2005年に竣工しているここは、敷地全体がいわば利川護国院のモデルケースとなっていると言えるだろう。




上は中心になっている建物の봉안동(奉安棟)エリアである。この他に、3ヶ所の屋外奉安施設がある。



そう言えば、去年の夏、猛暑の中行った永川護国院でも、同じような施設が工事中であった。

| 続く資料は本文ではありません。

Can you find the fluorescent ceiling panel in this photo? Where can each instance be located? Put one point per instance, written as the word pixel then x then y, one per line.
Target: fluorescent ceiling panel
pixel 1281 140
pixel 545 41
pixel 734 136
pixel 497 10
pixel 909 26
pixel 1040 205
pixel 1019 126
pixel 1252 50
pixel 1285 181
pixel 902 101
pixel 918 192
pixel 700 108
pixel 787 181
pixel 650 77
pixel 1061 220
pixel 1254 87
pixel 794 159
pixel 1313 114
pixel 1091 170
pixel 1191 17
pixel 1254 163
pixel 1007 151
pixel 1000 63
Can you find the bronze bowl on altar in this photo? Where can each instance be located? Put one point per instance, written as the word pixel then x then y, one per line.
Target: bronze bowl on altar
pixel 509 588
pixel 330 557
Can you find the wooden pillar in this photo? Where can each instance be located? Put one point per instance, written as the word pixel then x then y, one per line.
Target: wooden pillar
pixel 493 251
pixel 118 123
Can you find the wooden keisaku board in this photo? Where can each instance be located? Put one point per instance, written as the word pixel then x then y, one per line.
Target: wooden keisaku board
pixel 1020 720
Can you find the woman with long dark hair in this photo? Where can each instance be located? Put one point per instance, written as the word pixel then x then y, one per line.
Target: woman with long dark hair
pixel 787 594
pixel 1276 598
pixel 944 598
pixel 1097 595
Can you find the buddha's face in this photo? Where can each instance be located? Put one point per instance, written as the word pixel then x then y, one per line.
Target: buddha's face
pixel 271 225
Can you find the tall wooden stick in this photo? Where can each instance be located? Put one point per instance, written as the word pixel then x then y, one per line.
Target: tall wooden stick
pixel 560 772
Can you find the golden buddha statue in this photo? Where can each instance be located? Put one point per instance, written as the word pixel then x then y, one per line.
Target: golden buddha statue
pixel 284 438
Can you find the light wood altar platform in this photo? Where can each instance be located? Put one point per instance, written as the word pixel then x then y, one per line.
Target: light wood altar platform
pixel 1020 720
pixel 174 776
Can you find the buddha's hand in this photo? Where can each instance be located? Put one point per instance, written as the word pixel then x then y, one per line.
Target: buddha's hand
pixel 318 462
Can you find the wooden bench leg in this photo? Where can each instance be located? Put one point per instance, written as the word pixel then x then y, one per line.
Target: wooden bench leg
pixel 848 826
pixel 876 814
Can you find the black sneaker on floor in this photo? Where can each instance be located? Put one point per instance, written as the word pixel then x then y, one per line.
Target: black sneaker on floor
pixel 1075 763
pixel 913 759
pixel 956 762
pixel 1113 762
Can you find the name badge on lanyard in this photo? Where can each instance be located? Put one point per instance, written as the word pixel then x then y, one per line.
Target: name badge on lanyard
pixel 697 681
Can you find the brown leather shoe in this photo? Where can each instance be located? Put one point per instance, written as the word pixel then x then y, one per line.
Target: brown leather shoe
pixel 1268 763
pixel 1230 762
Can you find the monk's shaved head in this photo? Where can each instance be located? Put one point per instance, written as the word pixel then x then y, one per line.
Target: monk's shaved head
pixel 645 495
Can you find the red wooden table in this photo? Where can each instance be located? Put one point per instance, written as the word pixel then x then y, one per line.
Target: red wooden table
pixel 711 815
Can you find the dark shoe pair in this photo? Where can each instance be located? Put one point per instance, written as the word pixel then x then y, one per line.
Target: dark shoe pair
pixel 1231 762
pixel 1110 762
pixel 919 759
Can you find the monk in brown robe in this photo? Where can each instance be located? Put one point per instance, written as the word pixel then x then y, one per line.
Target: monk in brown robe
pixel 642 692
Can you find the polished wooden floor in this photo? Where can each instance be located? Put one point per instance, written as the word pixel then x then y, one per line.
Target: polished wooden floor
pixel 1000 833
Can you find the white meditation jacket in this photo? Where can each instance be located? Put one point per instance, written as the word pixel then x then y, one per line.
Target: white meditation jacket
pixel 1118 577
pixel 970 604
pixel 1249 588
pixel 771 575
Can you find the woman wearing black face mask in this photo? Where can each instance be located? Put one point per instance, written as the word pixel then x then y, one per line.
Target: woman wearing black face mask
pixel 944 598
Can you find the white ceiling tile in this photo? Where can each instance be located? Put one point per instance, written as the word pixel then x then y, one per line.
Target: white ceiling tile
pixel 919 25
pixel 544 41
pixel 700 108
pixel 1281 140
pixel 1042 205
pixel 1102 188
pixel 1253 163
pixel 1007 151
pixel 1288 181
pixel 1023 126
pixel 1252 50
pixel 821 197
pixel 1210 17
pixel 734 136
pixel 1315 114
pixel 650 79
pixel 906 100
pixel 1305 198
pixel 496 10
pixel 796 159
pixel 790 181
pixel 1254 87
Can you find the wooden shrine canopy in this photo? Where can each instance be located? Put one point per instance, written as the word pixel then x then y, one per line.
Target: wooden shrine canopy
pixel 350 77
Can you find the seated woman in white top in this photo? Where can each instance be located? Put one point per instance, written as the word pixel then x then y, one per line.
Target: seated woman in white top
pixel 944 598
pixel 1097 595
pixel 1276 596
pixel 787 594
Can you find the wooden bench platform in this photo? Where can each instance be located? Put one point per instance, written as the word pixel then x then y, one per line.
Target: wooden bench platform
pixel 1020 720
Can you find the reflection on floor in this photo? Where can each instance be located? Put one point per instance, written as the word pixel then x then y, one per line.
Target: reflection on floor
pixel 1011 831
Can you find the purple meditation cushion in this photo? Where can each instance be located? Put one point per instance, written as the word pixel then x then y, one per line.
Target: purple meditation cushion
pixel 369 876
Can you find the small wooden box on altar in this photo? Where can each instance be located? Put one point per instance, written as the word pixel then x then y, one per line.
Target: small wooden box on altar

どうやら今後、国立墓地はこの納骨堂形式で運営していく方針なのではないかと思われる。
충혼당のパンフレットを見ると、ここに納骨することのできる対象者は、区分ごとに細かく時期が区切られている。そうしたある時期以前に亡くなった人については、従来型の墓碑形式の墓地への埋葬(それは事実上、他の墓地からの移葬に限られることになるだろう)が認められるのだろうが、国家有功者や愛国志士などの特別な例を除き、いずれはこうした形式への整理が進められるのではないだろうか*1
それでも「国立墓地に入ること」を、対象者のほとんどが望むのであれば、国立墓地のこうした埋葬形式への嫌悪感が韓国社会に広がっているとも、これから広がっていくとも、考えにくい。
従来、「韓国の墓地問題」というのは土地問題絡みで相当に深刻なものとして語られてきたのだが、この形式が国立墓地以外でも一般化していくようであれば、案外簡単に解決してしまうのかも知れない。

*1:すでに見たように、2008年竣工の利川護国院の場合、こうした納骨堂形式の墓域しかない。